Yet in turning to the details of the published lecture itself, one finds far less controversy than advertised. Certainly, his claims to a uniquely British approach to historical writing that espouses lively prose with archival depth raises eyebrows. But Evans--as well as many of the British academics he cites--never attempts to claim an exclusively British interest in non-domestic history. In fact, he acknowledges that American historians in particular exhibit a disproportionate willingness to study non-domestic topics, especially when it comes to interest in areas of the world outside of the U.S. or Europe.

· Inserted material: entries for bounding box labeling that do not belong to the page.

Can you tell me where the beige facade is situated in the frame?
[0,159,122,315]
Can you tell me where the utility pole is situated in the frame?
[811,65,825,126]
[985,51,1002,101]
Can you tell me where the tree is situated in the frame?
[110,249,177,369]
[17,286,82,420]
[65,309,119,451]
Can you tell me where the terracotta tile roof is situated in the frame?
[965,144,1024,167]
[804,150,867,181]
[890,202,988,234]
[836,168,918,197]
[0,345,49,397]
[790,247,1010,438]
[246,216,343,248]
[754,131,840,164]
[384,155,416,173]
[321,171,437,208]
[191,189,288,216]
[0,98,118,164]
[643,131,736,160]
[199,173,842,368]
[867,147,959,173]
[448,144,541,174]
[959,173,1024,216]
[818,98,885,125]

At the same time, his discussion does raise a key point: what prompts historians to specialize in the history of another country or region? In my experience, such a question rarely sparks discussion within an academic setting, but inevitably arises whenever meeting somebody publicly for the first time. Moreover, aside from the career decisions implicated in any research focus, what relationship, if any, can be expected between a historian's national affiliation and the product of their research? Does living in the U.S. in the 21st century, for instance, make a researcher studying early colonial New England any more capable of interpreting that past than a contemporary historian born and residing in Paris? Can anybody claim a geographic "affiliation" with, say, any medieval or ancient past simply on the basis of his or her place of birth?
Perhaps the items of greatest interest in the Evans lecture are his interviews with a number of historians who struck out to study another country. Accounts of how these researchers first accomplished this leap--and in particular, how they acquired the language skills necessary to do this--makes for engaging (and heartening) reading for anyone who has struggled to replicate this feat.